The attitude towards gay love in the form of pederasty was however diverse from one polis to another, and so were the modalities of the relationships as well as the role of sex in them. Crete provides us with the oldest example of pederasty expressed through the so called arpaghé, the ritual kidnapping of a young boy performed by a full-grown man who for the next two moths would have been teaching him how to become a great hunter and fighter so that the child could then return to his community as an adult.

Since it was considered normal for the young scholar to give himself to his teacher as a sign of gratitude, during this period if the boy did consent to it, the two of them could engage in a sexual relationship that usually ended with their comeback. Moving from the Greek island to the city of Athens this tradition began to turn from an aristocratic institution for the youth education to a custom where men competed and paid for the boys’ attentions, giving birth to a sort of prostitution market powerfully criticized by many, Plato in primis.

The philosopher explained his conceptions about the erastes-eromenos relation in two of his most famous dialogues, the Symposium and the Phaedrus: developing Socrates’ lesson he claims that love can be earthly or spiritual and that, since the latter is placed at higher cultural level, the true erastes won’t be blinded by low carnal desires but will always prefer the beauty of the soul rather than the attractiveness of the body.

As well as any other matter in Sparta homosexuality was regulated by the laws of Lycurgus, and exactly to the Doric populations hailing from this polis belong the first inscriptions attributable to the Greek alphabet that can be found near the temple of Apollo Karneios on the island of Santorini; the writings show the early existence of a cult of the god culminating in a ritual called Gymnopaedia which involved homosexual intercourses among the participating adolescents.

Besides we know that male Spartans were used to ive in military compounds, separated from the women population since their childhood up until the retirement from the soldierly life at about the age of thirty-five: therefore gay relations should have been common and probably encouraged too, with the objective of strengthening the bonding between the fighters. Despite these dissimilarities, generally speaking everywhere in classical Greece a man was supposed to form a family and have kids in his adulthood because wedding was considered a social duty detached from our modern conceptions of love and sexual preferences.

Thus heterosexual intercourses were fostered by society and coexisted with gay practices: we could say that an adult male had a two-faced sexual life, one private, conventional, involving a straight marriage with children maybe supplemented by affairs with prostitutes and paramours, and one public, in which he celebrated his culture and virility showing himself in company of beautiful adolescents considered the greatest expression of kalòs.

Whence I think we can say that Greek men were generally bisexual, even if this kind of classification doesn’t really apply to the classical antiquity because there wasn’t a sharp and conscious distinction between what we now intend with hetero and homosexuality, and in a matter of fact they’d rather use the general term aphrodisia (love, sexual desire) to categorize these practices.
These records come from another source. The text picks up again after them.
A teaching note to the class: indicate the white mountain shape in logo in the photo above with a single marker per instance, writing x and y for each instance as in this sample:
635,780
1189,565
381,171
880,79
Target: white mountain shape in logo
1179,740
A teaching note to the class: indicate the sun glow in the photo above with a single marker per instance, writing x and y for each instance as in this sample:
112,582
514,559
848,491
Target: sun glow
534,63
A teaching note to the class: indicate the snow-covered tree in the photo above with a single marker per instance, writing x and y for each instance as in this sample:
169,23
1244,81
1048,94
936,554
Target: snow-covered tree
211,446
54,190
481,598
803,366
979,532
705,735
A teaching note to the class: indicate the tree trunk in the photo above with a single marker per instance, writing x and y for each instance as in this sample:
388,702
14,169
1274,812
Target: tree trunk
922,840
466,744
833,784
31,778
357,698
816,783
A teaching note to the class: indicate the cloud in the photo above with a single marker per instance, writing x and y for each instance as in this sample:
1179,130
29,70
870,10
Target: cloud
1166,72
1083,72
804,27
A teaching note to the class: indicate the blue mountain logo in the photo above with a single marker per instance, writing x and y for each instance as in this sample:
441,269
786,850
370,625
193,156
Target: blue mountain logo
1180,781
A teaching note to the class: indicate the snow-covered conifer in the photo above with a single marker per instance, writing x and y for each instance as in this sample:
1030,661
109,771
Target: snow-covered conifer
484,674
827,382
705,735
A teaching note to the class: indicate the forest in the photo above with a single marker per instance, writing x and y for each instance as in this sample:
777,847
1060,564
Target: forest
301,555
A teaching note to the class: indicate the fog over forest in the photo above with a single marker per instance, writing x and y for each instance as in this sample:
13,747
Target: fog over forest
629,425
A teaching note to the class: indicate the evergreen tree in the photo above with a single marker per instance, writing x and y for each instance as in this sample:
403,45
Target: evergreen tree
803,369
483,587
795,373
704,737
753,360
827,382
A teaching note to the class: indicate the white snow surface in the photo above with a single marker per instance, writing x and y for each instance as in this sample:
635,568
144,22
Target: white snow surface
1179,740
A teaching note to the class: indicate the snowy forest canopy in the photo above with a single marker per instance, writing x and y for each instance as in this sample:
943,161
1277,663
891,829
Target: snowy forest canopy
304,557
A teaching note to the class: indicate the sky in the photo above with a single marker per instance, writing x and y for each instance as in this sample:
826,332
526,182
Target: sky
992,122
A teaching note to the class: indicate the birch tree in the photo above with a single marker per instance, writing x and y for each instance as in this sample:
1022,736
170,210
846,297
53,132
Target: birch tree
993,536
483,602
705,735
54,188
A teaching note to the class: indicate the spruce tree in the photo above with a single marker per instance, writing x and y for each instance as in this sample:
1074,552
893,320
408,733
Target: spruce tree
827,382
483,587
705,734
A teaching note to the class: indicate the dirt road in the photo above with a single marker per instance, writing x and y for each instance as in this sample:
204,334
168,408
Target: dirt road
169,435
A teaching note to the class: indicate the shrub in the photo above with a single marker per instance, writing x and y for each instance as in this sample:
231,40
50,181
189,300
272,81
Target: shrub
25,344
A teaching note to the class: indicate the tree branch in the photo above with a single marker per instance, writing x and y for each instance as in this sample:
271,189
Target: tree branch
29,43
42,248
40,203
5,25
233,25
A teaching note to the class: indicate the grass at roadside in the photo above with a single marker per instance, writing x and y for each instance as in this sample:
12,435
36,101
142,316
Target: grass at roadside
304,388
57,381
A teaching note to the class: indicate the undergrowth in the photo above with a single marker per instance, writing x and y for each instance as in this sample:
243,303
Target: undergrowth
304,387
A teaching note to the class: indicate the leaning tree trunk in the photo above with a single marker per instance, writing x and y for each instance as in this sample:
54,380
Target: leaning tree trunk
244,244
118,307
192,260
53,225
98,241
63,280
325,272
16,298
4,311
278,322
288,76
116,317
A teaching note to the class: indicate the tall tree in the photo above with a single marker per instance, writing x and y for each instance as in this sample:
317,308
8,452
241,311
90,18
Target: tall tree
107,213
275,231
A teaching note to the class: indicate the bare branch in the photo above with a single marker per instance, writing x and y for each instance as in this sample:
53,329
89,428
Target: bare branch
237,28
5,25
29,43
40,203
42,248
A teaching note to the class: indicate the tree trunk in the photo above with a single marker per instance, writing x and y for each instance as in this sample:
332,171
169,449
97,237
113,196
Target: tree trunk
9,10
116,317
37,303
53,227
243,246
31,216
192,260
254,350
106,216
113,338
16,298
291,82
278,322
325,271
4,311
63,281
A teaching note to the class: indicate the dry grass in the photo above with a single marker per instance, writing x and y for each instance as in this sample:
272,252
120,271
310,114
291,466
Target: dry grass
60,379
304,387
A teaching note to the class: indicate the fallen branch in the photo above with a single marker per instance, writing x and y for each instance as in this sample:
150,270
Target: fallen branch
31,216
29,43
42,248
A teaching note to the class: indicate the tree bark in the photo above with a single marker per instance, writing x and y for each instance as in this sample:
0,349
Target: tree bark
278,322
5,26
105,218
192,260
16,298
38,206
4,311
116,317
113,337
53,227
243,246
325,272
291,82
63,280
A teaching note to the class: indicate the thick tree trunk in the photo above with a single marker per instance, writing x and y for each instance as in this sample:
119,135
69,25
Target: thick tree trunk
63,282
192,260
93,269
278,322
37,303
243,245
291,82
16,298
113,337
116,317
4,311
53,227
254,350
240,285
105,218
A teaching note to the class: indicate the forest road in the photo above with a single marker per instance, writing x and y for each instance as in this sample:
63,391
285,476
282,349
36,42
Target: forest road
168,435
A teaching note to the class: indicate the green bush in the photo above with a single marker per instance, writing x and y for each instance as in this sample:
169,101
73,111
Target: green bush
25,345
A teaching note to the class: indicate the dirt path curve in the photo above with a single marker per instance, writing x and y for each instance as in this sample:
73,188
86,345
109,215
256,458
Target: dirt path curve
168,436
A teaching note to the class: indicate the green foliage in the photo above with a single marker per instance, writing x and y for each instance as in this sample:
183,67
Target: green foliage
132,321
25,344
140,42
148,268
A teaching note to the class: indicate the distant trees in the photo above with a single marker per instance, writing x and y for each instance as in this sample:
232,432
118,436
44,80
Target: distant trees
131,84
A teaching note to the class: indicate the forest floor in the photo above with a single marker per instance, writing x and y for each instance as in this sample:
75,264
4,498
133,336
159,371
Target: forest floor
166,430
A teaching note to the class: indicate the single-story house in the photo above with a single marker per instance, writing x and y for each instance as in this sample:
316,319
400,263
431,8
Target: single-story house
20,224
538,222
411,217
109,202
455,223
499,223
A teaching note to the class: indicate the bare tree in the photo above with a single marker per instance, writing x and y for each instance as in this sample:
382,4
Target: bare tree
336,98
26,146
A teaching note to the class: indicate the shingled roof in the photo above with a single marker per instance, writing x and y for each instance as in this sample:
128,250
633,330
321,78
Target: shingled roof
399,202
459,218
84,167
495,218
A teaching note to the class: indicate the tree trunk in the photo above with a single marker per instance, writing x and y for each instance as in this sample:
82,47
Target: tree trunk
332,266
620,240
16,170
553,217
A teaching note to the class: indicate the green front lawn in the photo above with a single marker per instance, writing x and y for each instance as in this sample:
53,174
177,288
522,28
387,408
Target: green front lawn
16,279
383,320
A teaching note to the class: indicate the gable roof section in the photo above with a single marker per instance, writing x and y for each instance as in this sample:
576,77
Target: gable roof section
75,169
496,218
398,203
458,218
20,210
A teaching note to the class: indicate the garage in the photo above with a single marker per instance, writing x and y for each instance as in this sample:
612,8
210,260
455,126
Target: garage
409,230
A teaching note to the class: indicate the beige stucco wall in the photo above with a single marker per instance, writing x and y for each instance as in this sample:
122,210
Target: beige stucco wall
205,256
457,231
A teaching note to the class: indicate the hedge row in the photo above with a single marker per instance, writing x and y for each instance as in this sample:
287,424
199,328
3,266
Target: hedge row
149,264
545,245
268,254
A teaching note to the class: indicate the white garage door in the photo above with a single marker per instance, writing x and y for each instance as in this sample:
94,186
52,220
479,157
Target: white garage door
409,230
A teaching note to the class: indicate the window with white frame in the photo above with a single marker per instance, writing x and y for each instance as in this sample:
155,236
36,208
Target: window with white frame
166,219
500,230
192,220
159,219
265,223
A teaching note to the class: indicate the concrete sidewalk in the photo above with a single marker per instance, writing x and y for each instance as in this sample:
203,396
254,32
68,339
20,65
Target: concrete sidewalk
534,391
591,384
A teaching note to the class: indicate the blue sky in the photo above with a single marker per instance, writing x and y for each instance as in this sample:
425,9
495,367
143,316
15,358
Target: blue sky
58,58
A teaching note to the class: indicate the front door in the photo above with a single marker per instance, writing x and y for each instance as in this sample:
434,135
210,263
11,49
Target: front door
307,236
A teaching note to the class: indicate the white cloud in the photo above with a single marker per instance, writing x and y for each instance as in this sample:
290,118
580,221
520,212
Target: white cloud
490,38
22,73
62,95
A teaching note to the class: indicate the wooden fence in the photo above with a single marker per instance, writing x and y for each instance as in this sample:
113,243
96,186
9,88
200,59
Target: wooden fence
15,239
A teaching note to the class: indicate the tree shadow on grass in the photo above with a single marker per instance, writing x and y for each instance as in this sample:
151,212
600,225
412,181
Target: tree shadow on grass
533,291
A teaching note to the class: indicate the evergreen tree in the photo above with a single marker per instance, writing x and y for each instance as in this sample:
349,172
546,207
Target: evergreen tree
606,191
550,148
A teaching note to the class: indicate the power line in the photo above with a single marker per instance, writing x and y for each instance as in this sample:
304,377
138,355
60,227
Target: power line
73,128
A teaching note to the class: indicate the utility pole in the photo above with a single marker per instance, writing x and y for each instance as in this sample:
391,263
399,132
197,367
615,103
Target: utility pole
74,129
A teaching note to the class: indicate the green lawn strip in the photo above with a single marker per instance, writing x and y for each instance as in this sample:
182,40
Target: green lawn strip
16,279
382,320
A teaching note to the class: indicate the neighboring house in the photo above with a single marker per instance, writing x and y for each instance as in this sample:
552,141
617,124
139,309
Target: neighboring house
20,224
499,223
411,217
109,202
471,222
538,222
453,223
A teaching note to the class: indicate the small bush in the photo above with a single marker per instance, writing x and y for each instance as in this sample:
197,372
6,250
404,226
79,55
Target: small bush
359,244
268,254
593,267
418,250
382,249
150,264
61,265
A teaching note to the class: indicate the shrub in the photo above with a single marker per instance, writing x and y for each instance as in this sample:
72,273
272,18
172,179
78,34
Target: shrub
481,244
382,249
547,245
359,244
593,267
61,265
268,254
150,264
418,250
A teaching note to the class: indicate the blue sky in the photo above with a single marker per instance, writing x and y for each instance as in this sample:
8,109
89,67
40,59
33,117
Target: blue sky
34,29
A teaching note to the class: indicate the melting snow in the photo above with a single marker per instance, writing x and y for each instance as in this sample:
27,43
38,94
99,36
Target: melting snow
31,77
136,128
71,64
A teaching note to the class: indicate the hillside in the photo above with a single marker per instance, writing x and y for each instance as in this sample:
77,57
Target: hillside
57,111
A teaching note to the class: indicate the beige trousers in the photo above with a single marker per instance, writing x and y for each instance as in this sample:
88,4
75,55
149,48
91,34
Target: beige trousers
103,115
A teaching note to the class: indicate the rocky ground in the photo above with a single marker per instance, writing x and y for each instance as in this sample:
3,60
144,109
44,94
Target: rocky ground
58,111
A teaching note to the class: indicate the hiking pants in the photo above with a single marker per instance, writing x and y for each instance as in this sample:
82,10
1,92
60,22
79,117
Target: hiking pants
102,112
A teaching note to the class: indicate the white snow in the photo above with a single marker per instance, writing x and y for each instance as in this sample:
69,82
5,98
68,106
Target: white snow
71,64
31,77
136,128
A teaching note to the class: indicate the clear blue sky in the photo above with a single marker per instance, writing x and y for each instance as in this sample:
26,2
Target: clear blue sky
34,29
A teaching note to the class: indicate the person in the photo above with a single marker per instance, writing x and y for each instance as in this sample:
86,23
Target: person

In conclusion I believe we can’t really express about pederasty’s social consideration a definitive judgment that could work throughout the whole Greek antiquity because the perspective from which it was pondered did of course keep changing over history, and besides we always need to keep in mind that the sources available to us are the product of a specific and privileged minority, that didn’t share the same point of view with the rest of the population whose voice will probably remain unheard.

What we can certainly say though, is that Greeks didn’t evaluate homosexuality for itself because to them it was complementary to heterosexuality: they were both a legitimate manifestation of a man’s desire for love and beauty and both equally disapproved when they led to violence, prostitution or any other kind of excess; an interpretation all in all more progressive than many contemporary ones.